MEMORY uncovers the enrichment of mitosis and immune signatures in multiple cancers. (A) Sample sizes, ranging from 10% to 100% with 10% intervals (“gradient”), were used for 1000 permutations of survival analyses of all 15 cancer types Each matrix was divided into high and low expression groups based on median gene expression values, and survival analyses were performed. Log-rank test significance results were coded as 1 for significant (P < 0.05) and 0 for non-significant (P > 0.05) outcomes, forming survival analysis matrices and the summarized significant probability matrix, which allowed the identification of GEARs. (B) The maximum of significant probability for each gradient sample size of every cancer type. Sample number rate refers to the percentage of samples in each sampling gradient compared to the total number of samples. (C) The pathways were enriched by GOEA based on the GEARs of each cancer type. The displayed pathways represent the top 5 most significant pathways for each cancer type. Mitosis-related pathways were marked in red whereas immune-related pathways were marked in blue.

Identification of hub genes in mitosis or immune-related cancers. (A) The SAS of all GEARs was calculated, and CSN was constructed. (B) The left nodes represent five different cancers, while the right nodes detail the functional types of hub-gene pathways. The height of the edges in the middle represents the proportion of hub-gene pathways corresponding to a specified functional type. (C-D) The CSN of LUAD and BRCA. The enlarged section represents the hub gene. (E) LUAD clustering based on hub gene expression, compared with inhibitor-based classification52. (F-G) LUAD clustering based on hub gene expression in comparison with the classic classification.

Different LUAD subgroups were characterized by unique genetic mutation profiles. (A) TMB analysis in three groups of LUAD samples. ***P < 0.0005. (B) Proportion of different oncogenic drivers including KRAS, EGFR, BRAF, ERBB2 mutations, and ALK, ROS1 fusions in three LUAD subgroups. (C) Kaplan-Meyer overall survival curves for EGFR-mutation samples of LUAD by hub gene subgroups. (D) Kaplan-Meyer overall survival curves for pan-negative LUAD samples by hub gene subgroups. (E-G) Comparison of top gene mutations in three LUAD clusters, including ML vs. MM (C), MM vs. MH (D), ML vs MH (E).

PIK3CA mutation associates with mitosis and drug resistance in LUAD. (A) Cancer-related gene mutations were annotated based on gene dependency scores data from Depmap database. Functional mutations were indicated in green; functional (subtype-associated) mutations were highlighted in red; non-functional mutations were indicated in gray. (B) The analysis of the NeST differential pathways across three groups including ML vs. MM, MM vs. MH, ML vs MH. (C) The heat map showed the hub gene expression of A549 after compounds treatment from cMAP database98. Blue annotations meant 76 compounds that can inhibit hub gene expression. (D) Comparison of the IC50 z-score of five tumor cell growth inhibitors for A549 (KRAS mutation) and SW1573 (KRAS and PIK3CA mutation).

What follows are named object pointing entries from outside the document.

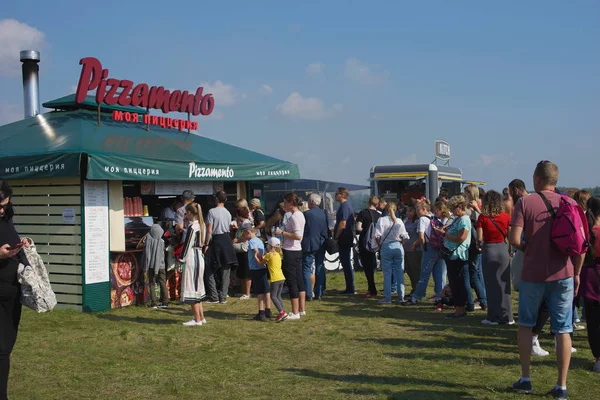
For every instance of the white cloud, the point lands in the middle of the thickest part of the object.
(10, 112)
(225, 95)
(357, 71)
(315, 68)
(310, 108)
(16, 36)
(406, 160)
(266, 89)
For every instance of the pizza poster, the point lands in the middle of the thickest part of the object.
(128, 283)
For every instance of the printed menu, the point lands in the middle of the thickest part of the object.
(166, 188)
(96, 231)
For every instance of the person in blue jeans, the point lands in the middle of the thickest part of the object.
(456, 245)
(474, 280)
(431, 241)
(321, 278)
(474, 274)
(390, 232)
(313, 246)
(344, 226)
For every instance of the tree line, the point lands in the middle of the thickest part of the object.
(595, 191)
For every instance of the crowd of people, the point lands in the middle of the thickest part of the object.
(477, 246)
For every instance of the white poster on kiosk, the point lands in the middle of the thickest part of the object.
(95, 194)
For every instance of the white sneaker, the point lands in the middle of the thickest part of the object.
(536, 349)
(486, 322)
(573, 349)
(192, 322)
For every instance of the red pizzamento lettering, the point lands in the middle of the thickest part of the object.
(123, 92)
(148, 119)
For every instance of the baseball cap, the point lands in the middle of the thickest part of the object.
(274, 242)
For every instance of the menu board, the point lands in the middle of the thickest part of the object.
(95, 194)
(168, 188)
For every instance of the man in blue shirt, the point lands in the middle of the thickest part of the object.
(259, 274)
(187, 197)
(313, 247)
(344, 234)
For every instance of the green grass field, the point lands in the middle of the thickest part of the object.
(345, 348)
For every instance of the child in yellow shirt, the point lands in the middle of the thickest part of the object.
(273, 259)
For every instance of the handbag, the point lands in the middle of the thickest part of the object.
(444, 252)
(36, 291)
(241, 247)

The hub gene classification of BRCA revealed a significant association between EMT and immune infiltration. (A) The hub gene expression heatmap containing the result of hub gene classification and PAM50 classification of BRCA58. (B) Comparison of molecular classification based on hub genes with PAM50 classification. (C-E) Comparison of gene mutations in three groups of BRCA samples, including IL vs. IM (C), IM vs. IH (D), IL vs. IH (E). (F) Comparison of the total immune cell rate in three BRCA clusters. ***P < 0.0005. (G) Comparison of CDH1 expression in BRCA samples with wildtype or mutant CDH1. ***P < 0.0005. (H) A schematic diagram illustrating the correlation between the EMT score and immune cell rate. The red line represents the fitting curve. The correlation analysis was performed using Pearson correlation coefficient.

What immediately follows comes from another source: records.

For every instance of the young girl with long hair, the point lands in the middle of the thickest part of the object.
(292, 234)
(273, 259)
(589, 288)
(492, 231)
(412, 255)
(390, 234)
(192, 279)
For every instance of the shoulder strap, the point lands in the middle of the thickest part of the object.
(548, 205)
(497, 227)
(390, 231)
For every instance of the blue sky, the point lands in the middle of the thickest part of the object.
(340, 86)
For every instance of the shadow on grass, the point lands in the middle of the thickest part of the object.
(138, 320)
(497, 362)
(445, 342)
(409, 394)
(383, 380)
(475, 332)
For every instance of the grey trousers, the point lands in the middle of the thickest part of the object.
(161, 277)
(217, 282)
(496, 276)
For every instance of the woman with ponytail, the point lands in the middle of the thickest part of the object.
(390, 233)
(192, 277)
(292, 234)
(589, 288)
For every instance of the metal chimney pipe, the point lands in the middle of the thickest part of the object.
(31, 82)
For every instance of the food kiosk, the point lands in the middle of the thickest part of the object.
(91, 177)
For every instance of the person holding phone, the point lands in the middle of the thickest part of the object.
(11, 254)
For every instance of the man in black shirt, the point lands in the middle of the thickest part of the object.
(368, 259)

Mitosis and immune signatures predict patient prognosis at the pan-cancer level. (A) The correlation of mitosis scores of 33 TCGA cancer types with PIK3CA expression was analyzed. (B) The correlation of immune cell infiltration rate of 33 TCGA cancer types with CDH1 expression was analyzed. (C) The mitosis and immune-related pathway scores of 33 cancer types were analyzed, and the median score was utilized as a threshold to categorize patients for survival analysis. Among the 33 cancer types examined, 10 cancer types were exclusively associated with the mitosis score, 2 cancer types were exclusively associated with the immune score, and 5 cancer types showed a correlation with both mitosis and immunity scores concurrently.